The banks closed on Friday by the Federal Deposit Insurance Corporation were in California, Illinois, Texas and Arizona. They were divisions of privately held FBOP Corp., a bank holding company based in Oak Park., Ill.
U.S. Bank in Minneapolis, a division of US Bancorp, agreed to assume the deposits and most of the assets of the banks. The banks had combined assets of $19.4 billion and deposits of $15.4 billion at the end of September, the FDIC said.
The nine banks had 153 offices, which will reopen as U.S. Bank branches Saturday.
FBOP Corp., itself wasn't closed under the deal, grew from one bank with assets of $125 million in 1990. From 1990 to 2007 the company acquired 28 banks, according to its Web site.
The closing of nine banks in one day was the most the FDIC has shut since the financial crisis began taking down banks last year. The closings boost the number of failed U.S. banks this year to 115. In 1989, during the savings-and-loan crisis, the FDIC closed 534 banks, or about 10 a week.
California National Bank had 68 branches. About 100 FDIC employees arrived at the CalNational headquarters in downtown Los Angeles at around 6:15 p.m on Friday. They were seen fanning out into various offices around the building, a squat concrete structure that prominently displays the failed bank's name.
The FDIC simultaneously arrived at the bank's other branches, spokeswoman Roberta Valdez said. She said the FDIC would spend the weekend transferring the bank to U.S. Bank.
Besides California National Bank, the banks involved in the latest round were Bank USA, NA, in Phoenix; San Diego National Bank; Pacific National Bank in San Francisco; Park National Bank in Chicago; Community Bank of Lemont in Illinois; North Houston Bank, Madisonville State Bank, and Citizens National Bank in Teague, all in Texas.
Rick Hartnack, vice chairman of consumer banking for U.S. Bancorp, said the move complements its operations in California, Illinois and Arizona.

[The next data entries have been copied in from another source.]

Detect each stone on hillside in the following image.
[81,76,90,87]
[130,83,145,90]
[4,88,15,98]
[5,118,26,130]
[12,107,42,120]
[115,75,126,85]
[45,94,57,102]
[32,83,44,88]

The deal doubled the company's branches in California so that more than 20 percent of U.S. Bank's branch network will be in the state.
The company will have nearly 3,000 branches in two dozen states.
"California and Chicago turned out to be two of the most attractive markets in the country where we just didn't have the branch density that we wanted," he said.
US Bancorp in October reported a 4.7 percent increase in its third-quarter earnings and said it wasn't seen bad loans grow as fast as they had been earlier this year. The company's stock fell 99 cents, or 4.1 percent, to $23.22 as part of a broad slide in stocks Friday.
As the economy has soured, with unemployment rising, home prices tumbling and loan defaults soaring, bank failures have cascaded and sapped billions out of the deposit insurance fund. It has fallen into the red.
The FDIC expects Friday's closings will cost the fund $2.5 billion. The FDIC and U.S. Bank agreed to share losses on about $14.4 billion of the combined purchased assets of $18.2 billion.
Failures have been especially concentrated in California, Georgia and Illinois. While the pounding from losses on home mortgages may be nearing an end, delinquencies on commercial real estate loans remain a hot spot of potential trouble, regulators say. If the recession deepens, defaults on the high-risk loans could spike. Many regional banks, especially, hold large concentrations of these loans.